Heruntergekommene und teilweise vollgestellte Balkone des Wohnhauses am Hagenweg 20 in Göttingen.

Alle 119 Wohnungen im Komplex Hagenweg 20 will die Stadt kaufen und die Immobilie dann abreißen Foto: Stefan Rampfel

GÖTTINGEN taz | Nach vielen Jahren leerer Versprechen und weitgehend folgenloser Ankündigungen macht die Stadt Göttingen jetzt Ernst bei der Problemimmobilie im Hagenweg 20. In einer Sondersitzung beauftragte das Kommunalparlament einstimmig die Verwaltung, 119 weitere Wohnungen in dem heruntergekommenen Gebäude zu kaufen.

Mittelfristig wäre die Stadt damit Mehrheitseigentümer. Auf längere Sicht will sie alle Appartements erwerben und das Haus abreißen. Einem Sozialkonzept, das jederzeit nach Entwicklung angepasst werden soll, hat der Rat ebenfalls einstimmig zugestimmt.

Rund 140 Menschen sind als Bewohner im Wohnkomplex Hagenweg 20 in der Göttinger Weststadt gemeldet. Insgesamt 165 zumeist kleine Ein- bis Zwei-Zimmer-Appartements verteilen sich auf bis zu sechs Etagen und bieten gut 4.000 Quadratmeter Wohnfläche. Die bisherigen Eigentümer haben das Haus weitgehend verwahrlosen lassen, Medienberichte über Kakerlaken- und Rattenbefall machten es auch bundesweit bekannt.

„Für die Eigentümer war der Hagenweg 20 bislang eine sichere Bank“, sagte Göttingens Oberbürgermeisterin Petra Broistedt (SPD) in der Debatte des Stadtrates. „Unter welchen Bedingungen die Menschen dort leben, spielte für sie allenfalls eine untergeordnete Rolle. Doch diese Zeiten sind vorbei. Wir wollen das Heft in die Hand nehmen und die Sanierung vorantreiben, vor Ort gestalten und die Lebenssituation der Menschen verbessern, dafür braucht es Mut, als Stadtverwaltung auch neue Wege zu gehen.“ Die bisherige Struktur der Eigentumsverhältnisse habe es der Stadt nicht möglich gemacht, Sanierungen und Instandsetzungen am Wohnkomplex zum Wohle der Menschen durchzusetzen.
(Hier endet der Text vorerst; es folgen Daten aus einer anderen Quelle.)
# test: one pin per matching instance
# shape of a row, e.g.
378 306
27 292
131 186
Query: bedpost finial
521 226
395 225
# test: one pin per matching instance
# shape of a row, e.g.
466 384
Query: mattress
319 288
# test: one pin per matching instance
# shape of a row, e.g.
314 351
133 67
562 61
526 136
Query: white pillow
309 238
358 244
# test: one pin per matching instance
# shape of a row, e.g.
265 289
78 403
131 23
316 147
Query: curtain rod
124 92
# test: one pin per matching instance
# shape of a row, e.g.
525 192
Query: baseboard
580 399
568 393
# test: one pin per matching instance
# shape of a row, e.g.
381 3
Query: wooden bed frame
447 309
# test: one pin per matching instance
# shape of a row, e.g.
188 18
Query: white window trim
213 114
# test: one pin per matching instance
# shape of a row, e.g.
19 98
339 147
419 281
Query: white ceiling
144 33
Erst Mehrheits- dann Alleineigentümerin

22 Wohnungen sind bereits im Besitz der Stadt. Sie werden, sofern sie nicht ohnehin schon leer stehen, nicht neu vermietet, wenn die Bewohner ausziehen. Neun weitere Wohnungen können kurzfristig erworben werden, dabei dürfte es dem Vernehmen nach keine Schwierigkeiten geben.

Die notwendige Mehrheit, um dringende Sanierungen und im Idealfall einen Abriss und Neubau durchzusetzen, erreicht die Stadt damit aber noch nicht. Deshalb strebt sie an, zunächst die Mehrheitseigentümerin und damit zur „Sanierungstreiberin“ zu werden. Die Alleineigentümerschaft bleibe „das langfristige Ziel, um auch durch Abriss und Neubau gestalten zu können“.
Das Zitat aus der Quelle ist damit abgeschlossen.